Erst nachdem der belgische Chemiker und Unternehmer Ernest Solvay im Jahre 1861 durch kostengünstige Glasproduktion diesen Baustoff breiten Bevölkerungsschichten eröffnete, waren die Voraussetzungen für die gewerbliche Glasreinigung geschaffen.
1878
Gründete der Franzose Marius Moussy in Berlin sein französisches Reinigunginstitut.
Das Unternehmen beschäftigt sich ausschließlich mit der Glasreinigung.
Ehemalige Mitarbeiter Moussys machen sich bald selbstständig und gründen in anderen Städten weitere Reinigungs-institute. Spätestens ab diesem Zeitpunkt wuchs das Glasreinigungsgewerbe stetig.
Das Aufblühen der Industrie im Deutschland der Gründerzeit zog den Bau von großen Geschäftshäusern,
Verwaltungsgebäuden, Bahnhöfen und Ministerien mit riesigen Natursteinfassaden und wuchtigen Fenstern nach sich.
1888
Die erste Fassadenreinigung wird in Frankfurt am Main mit Hilfe einer mechanischen Fahrleiter
durchgeführt.
1901
Die ersten Unternehmen gründen eine Berufsstandsorganisation den Verband der Reinigungsinstituts
Unternehmer Deutschlands. Initiator war der Göttinger Verleger Ernst Kelterborn, der im April 1901 die erste Fachzeitschrift "Internationales Centralblatt für Reinigungsinstitute und verwandte Geschäftszweige" herausgibt.

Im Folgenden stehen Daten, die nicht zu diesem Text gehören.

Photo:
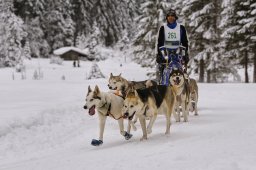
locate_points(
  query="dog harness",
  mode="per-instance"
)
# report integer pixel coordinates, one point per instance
(105, 108)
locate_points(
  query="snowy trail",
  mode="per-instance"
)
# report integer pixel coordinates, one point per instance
(55, 133)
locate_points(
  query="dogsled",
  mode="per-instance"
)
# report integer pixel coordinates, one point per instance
(174, 61)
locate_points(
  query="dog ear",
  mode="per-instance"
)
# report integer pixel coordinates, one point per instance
(96, 90)
(89, 90)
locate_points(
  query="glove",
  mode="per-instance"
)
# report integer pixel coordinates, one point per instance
(160, 59)
(186, 59)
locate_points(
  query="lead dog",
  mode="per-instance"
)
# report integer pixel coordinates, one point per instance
(193, 96)
(107, 104)
(181, 86)
(146, 103)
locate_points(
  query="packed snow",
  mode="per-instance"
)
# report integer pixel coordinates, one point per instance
(43, 125)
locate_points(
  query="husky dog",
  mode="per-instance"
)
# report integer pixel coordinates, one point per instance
(193, 96)
(180, 84)
(107, 104)
(147, 103)
(121, 84)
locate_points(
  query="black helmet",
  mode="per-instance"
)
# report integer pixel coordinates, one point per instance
(171, 12)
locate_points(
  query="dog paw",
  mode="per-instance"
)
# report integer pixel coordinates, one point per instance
(96, 142)
(134, 128)
(127, 136)
(149, 130)
(143, 138)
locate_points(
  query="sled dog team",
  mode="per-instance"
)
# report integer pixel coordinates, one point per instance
(142, 100)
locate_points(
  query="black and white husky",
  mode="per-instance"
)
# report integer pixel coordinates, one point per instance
(181, 86)
(106, 104)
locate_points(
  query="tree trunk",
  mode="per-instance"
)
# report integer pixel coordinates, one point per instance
(254, 66)
(208, 76)
(246, 66)
(201, 71)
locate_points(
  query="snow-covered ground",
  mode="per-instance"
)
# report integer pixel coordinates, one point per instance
(43, 125)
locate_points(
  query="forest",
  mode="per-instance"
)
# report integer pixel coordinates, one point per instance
(222, 33)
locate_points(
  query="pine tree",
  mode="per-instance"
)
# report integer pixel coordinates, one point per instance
(202, 24)
(11, 34)
(95, 72)
(32, 12)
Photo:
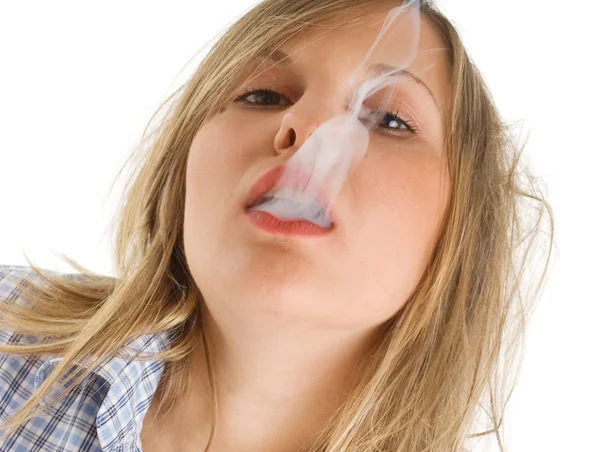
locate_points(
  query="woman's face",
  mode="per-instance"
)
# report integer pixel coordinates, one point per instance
(388, 212)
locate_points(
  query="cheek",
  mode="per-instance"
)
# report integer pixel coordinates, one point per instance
(399, 222)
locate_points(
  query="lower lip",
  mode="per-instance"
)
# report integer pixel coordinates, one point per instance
(274, 225)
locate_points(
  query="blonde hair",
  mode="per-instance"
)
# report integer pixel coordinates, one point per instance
(443, 359)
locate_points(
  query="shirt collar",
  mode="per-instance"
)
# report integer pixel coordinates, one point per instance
(131, 386)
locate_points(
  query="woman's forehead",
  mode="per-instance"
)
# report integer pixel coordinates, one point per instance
(339, 49)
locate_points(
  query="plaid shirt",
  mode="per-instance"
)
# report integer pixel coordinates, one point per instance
(104, 413)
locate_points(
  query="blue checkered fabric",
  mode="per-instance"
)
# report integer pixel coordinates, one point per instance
(104, 413)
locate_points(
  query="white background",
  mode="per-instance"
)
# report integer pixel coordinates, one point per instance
(79, 80)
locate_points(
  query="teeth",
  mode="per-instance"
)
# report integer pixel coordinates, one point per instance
(292, 209)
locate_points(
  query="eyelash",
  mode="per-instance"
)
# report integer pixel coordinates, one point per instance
(410, 127)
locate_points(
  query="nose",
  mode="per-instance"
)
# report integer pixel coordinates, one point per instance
(298, 124)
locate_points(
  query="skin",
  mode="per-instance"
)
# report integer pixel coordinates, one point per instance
(291, 319)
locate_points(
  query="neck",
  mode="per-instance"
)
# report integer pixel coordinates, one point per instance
(278, 383)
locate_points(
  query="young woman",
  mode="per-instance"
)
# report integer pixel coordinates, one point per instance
(392, 330)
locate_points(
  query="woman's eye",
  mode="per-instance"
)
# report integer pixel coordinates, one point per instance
(264, 96)
(395, 122)
(269, 97)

In der Satzung sieht der Verband die Gründung von "Gauen und Orts-gruppen" vor, Vorläufer der Landes-innungsverbände und Innungen. Einzelne Unternehmer fordern die Anerkennung der Reinigungstätigkeiten als Handwerk.
1914 - 1918
Fast alle männlichen Erwerbstätigen des Reinigungsgewerbes werden zum Heer eingezogen oder
zur Arbeit in rüstungswirtschaftlich wichtigen Unternehmen verpflichtet. An ihre Stelle treten die Frauen, die als Betriebsleiterinnen und Glasreinigerinnen arbeiten. Während des Krieges stellt der Verband seine Tätigkeiten ein.
1920
Im Südwesten wird der "Verband der Reinigungsinstituts Unternehmer Süddeutschlands" , im Westen der "Westdeutsche Reinigungsunternehmerverband" gegründet. In Hannover wird die erste Innung für das Glasreinigergewerbe gegründet. Bis zum Beginn des "Dritten Reiches" entstehen weitere 381 Innungen.
- 1926 Freie Innung Kiel,
- 1926 Freie Innung Düsseldorf
- 1927 Freie Innung Stuttgart
1929
Der "Reichsverband der Glas- und Gebäudereinigerinnungen" wird gegründet. Dem Verband gehören sechs Landesverbände an. Verbände der Reinigungsinstituts Unternehmer:
- Westdeutscher Reinigungsunternehmerverband
- Reinigungsunternehmerverband Süddeutschlands
- Reinigungsunternehmerverband Norddeutschlands
- Reinigungsunternehmerverband Ostdeutschlands
- Reinigungsunternehmerverband Sachsens
- Reinigungsunternehmerverband Mitteldeutschlands.
30. Januar 1933
Die Nationalsozialisten übernehmen die Macht und ordnen das Handwerk durch die Einführung der Pflichtinnungen neu. Alle Handwerker sind jetzt verpflichtet einer Innung beizutreten.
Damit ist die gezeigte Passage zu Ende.